Raytheon and the US Navy say they have successfully used a combined-beam fiber laser to shoot down unmanned aerial vehicles in flight.
The anti-aircraft solid-state laser produces a 50KW beam, and can also be used against rockets and small ships.
The demonstration was carried out in May, against four unmanned aerial vehicles (UAVs). These were successfully destroyed using the Navy's Laser Weapon System (LaWS), guided by Raytheon's Phalanx Close-in Weapon System CIWS) sensor suite.
LaWS is made up of six industrial-use lasers that simultaneously focus on the target.
"These engagements validate the operational viability of the Phalanx-LaWS combination at sea," said Dr Taylor W Lawrence, president of Raytheon Missile Systems.
"The Raytheon-Navy team demonstrated the systems' capability to detect, track, engage and defeat dynamic targets at tactically significant ranges in a maritime environment."
The test was carried out in conjunction with the US Navy's Phalanx anti-missile defence system.
The LaWS was mounted on a platform close to the Phalanx Block 1B mount.
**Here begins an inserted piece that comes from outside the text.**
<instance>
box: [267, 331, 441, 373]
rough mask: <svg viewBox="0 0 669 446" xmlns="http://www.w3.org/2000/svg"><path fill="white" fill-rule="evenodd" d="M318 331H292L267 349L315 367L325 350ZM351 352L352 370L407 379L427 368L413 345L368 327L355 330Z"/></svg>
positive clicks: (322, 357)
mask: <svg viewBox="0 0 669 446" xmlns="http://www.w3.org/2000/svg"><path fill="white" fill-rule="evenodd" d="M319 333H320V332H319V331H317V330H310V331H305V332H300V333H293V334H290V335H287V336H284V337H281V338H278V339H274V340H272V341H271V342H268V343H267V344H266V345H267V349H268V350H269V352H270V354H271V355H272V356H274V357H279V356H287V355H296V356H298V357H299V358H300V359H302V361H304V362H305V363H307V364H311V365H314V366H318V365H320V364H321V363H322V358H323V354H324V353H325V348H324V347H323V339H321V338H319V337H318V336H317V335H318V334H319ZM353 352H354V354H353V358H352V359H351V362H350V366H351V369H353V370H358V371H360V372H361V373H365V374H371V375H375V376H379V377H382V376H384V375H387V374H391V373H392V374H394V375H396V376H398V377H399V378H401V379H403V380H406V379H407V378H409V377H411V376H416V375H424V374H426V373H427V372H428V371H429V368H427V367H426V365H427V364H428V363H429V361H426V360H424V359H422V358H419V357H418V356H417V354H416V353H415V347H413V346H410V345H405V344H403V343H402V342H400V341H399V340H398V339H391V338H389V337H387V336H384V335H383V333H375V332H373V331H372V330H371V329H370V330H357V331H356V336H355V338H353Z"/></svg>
The Phalanx operator used the Block 1B's surface mode to perform electro-optical tracking, while the system's radio frequency sensors provided range data to the LaWS.
When the Phalanx acquired the UAV, the LaWS destroyed the target."The Raytheon-Navy team is moving directed energy solutions toward utility in the battlespace to provide warfighters with speed-of-light protection," said Lawrence.
"This shoot-down leverages the significant investment the Navy has made in the Phalanx Close-in Weapon System and extends its combat-proven leadership in close-in defense systems."